Não é novidade que zonas como Algés e Alcântara são as vítimas principais da zona da grande Lisboa em matéria de cheias. Na rua ouvem-se comentários de idosos que asseguram que o cenário se repete desde a década de 1980. Permanece a dúvida, porém, se é a água que é demais ou a limpeza de sarjetas que é de menos.

A tempestade que se registou na noite de 7 de dezembro já havia deixado a sua marca na baixa de Algés, vitimando inclusive uma moradora. Talvez por essa razão, e por na noite de 7 de dezembro ter sido “levada de casa em braços pelos bombeiros”, Ângela, com 82 anos e a viver sozinha numa cave da Humberto Delgado, decidiu passar a noite de 12 de dezembro em casa de uma amiga, numa zona mais alta do bairro.
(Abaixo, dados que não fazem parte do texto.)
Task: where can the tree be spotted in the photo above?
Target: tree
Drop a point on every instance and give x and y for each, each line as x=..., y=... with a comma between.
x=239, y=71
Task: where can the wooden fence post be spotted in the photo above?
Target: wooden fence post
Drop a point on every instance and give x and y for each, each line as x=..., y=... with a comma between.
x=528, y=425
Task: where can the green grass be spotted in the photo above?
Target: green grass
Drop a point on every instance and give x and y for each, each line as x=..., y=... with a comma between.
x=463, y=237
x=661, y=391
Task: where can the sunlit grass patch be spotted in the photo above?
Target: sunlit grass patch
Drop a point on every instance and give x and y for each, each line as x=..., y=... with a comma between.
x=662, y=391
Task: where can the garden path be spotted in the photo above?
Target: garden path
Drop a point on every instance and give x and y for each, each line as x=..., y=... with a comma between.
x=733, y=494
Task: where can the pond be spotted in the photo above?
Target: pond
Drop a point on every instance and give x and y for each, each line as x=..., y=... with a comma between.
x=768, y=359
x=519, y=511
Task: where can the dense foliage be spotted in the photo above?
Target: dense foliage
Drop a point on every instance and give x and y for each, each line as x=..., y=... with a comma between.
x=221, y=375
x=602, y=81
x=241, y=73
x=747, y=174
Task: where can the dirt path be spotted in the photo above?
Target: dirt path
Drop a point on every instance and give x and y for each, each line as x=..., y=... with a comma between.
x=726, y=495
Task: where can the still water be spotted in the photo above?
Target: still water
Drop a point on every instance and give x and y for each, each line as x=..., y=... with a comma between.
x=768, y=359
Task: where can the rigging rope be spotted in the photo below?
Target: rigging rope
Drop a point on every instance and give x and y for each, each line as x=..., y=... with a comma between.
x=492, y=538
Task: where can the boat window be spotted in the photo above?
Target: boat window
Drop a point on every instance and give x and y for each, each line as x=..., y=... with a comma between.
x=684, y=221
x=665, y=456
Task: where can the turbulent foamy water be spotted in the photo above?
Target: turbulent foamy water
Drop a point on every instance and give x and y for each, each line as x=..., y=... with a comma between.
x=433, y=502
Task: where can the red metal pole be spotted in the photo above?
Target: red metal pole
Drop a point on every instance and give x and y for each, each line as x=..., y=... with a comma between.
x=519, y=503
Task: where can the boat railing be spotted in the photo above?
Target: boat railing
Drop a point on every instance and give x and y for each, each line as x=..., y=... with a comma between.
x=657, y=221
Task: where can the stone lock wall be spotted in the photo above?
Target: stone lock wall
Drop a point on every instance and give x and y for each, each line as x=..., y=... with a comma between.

O cenário que encontrou esta manhã era desolador, mas, pelo menos, estava viva. Em casa, a água tinha chegado a um metro de altura, a força da tempestade fizera o frigorífico tombar sobre o lava-loiças, partindo-o, os sofás da sala de estar assemelhavam pequenas embarcações, a luz deixou de funcionar, bem como todos os eletrodomésticos.

Nem o saco de roupa que tinha no vão das escadas do prédio, para lavar a seco, se salvou. Perdi tudo

Ângela, 82 anos – moradora em algés

“Nem o saco de roupa que tinha no vão das escadas do prédio, para lavar a seco, se salvou. Perdi tudo”. A calma desarmante com que descreve o que encontrou esta manhã denota resignação. A filha veio ajudar, o neto virá mais tarde, o seguro já deu sinais de vida, os bombeiros “até já puseram o frigorífico de pé”, e não vale a pena pensar, por agora, quanto tempo demorará a recuperar tudo.

Os vizinhos tentam ajudar como podem. “Até vieram bater à minha porta ontem de madrugada para verem se estava em casa”. Nas ruas circundantes o cenário é semelhante. Mas, em todas elas, para lá do caos, há sempre um par de mãos pronto a ajudar.